From: Peter Constable (petercon@microsoft.com)
Date: Wed May 25 2011 - 02:12:54 CDT
Argghh! I wrote “Uniscribe normalization”, which is not a well defined concept. I meant “Unicode normalization”.
Peter
From: unicode-bounce@unicode.org [mailto:unicode-bounce@unicode.org] On Behalf Of Peter Constable
Sent: Tuesday, May 24, 2011 5:27 PM
To: Unicode Discussion
Subject: RE: Slots for Cyrillic Accented Vowels
Uniscribe normalization is reasonably robust for Latin, Greek and Cyrllic. But it’s simply a fact that NFC normalization can have undesirable effects on various other scripts. In particular, the canonical ordering algorithm used in Unicode normalization can be a problem for various scripts. For example, in Biblical Hebrew, marks will get re-ordered into a sequence that is decidedly not what makes sense for users—the set of general classes (>= 200) and fixed-position classes (< 200) used for Hebrew lead to that result. There are issues for other scripts as well.

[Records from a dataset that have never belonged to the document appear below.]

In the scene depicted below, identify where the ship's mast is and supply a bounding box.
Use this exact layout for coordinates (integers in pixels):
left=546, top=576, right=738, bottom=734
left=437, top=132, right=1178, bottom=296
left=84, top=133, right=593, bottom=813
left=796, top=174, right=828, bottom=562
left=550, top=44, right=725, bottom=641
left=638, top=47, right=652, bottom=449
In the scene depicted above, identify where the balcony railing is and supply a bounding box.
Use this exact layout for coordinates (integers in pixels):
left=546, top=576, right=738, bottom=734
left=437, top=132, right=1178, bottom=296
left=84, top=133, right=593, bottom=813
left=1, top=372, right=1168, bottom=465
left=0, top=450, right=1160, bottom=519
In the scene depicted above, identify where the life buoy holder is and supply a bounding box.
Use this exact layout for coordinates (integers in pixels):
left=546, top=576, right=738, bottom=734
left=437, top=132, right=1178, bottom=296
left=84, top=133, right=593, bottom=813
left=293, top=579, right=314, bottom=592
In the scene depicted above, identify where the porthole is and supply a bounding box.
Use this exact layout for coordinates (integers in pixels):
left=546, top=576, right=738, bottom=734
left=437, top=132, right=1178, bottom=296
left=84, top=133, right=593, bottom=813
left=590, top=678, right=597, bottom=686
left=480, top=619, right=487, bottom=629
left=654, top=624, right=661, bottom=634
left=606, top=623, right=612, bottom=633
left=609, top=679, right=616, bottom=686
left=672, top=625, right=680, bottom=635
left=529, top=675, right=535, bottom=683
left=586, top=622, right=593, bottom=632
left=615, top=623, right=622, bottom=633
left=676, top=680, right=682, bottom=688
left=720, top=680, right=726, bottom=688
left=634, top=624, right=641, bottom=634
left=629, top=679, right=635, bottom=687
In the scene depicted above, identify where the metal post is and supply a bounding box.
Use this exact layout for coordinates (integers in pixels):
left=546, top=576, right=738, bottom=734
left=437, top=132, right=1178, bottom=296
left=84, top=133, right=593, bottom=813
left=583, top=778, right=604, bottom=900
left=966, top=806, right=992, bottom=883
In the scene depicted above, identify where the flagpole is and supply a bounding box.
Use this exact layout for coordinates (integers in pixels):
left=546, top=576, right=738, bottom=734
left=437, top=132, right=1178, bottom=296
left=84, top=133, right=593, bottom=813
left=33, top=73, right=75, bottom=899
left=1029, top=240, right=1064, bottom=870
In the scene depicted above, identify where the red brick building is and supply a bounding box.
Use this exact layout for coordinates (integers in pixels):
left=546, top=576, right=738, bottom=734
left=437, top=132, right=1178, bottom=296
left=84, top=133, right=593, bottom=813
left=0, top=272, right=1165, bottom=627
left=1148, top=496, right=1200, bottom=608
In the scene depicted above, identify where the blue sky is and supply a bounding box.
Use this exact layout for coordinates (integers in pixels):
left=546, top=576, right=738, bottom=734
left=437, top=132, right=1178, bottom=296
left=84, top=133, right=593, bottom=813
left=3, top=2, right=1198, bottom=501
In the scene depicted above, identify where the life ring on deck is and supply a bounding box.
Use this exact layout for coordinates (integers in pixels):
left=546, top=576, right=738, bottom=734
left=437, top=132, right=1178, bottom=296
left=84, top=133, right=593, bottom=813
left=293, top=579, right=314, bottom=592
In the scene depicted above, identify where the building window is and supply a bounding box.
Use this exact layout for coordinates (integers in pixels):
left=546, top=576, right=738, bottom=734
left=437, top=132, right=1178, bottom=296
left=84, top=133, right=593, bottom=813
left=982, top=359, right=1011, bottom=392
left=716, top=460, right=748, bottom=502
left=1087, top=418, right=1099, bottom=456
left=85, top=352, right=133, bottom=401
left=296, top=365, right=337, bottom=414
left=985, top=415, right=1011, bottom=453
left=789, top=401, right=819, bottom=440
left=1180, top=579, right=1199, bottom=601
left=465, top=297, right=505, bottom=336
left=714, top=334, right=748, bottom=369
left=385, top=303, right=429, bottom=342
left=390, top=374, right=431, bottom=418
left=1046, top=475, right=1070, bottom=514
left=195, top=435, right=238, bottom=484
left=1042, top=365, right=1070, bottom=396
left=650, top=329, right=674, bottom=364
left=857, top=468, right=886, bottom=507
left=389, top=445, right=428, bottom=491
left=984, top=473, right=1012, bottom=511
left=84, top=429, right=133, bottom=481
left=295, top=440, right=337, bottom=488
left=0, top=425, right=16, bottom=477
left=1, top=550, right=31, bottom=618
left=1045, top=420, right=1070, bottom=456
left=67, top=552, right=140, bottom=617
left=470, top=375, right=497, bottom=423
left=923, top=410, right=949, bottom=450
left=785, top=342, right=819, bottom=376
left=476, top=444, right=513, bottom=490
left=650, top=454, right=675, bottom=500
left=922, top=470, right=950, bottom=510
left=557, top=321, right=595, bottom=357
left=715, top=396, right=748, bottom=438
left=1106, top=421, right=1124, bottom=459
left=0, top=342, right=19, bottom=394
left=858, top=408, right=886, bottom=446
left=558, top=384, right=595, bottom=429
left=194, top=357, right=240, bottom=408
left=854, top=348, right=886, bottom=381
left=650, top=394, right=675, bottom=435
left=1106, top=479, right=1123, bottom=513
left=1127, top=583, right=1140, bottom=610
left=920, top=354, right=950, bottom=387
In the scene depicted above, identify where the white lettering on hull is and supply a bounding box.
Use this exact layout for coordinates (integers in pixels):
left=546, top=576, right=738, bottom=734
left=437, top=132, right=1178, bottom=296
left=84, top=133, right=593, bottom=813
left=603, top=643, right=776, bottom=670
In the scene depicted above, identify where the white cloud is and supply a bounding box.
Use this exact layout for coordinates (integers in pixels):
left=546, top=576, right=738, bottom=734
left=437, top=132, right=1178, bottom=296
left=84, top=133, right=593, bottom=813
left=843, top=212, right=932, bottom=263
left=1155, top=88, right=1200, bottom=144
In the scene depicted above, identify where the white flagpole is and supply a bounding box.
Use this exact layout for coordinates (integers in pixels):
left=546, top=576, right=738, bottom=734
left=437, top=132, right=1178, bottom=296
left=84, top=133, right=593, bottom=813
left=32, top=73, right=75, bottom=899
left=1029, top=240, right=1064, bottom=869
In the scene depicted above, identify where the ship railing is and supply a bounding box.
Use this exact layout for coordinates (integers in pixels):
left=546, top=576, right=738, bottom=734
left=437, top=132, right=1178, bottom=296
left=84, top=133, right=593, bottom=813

These are issues inherent to normalization itself, regardless of the software in use. In those cases, Roozbeh’s point applies: emitting NFC “into the wild” can be as much of problem as emitting NFD.
The only places where Unicode normalization is totally safe are those places for which it was created: not transforming data that will get persisted or transmitted to other users and processes, but in internal processing for comparing strings for the kinds of equivalences that Unicode normalization defines.
Peter
From: unicode-bounce@unicode.org [mailto:unicode-bounce@unicode.org] On Behalf Of Roozbeh Pournader
Sent: Tuesday, May 24, 2011 4:28 PM
To: Phillips, Addison
Cc: Christoph Päper; Unicode Discussion
Subject: RE: Slots for Cyrillic Accented Vowels
On Mon, 2011-05-23 at 08:17 -0700, Phillips, Addison wrote:
[...] you generally should not emit NFD "into the wild"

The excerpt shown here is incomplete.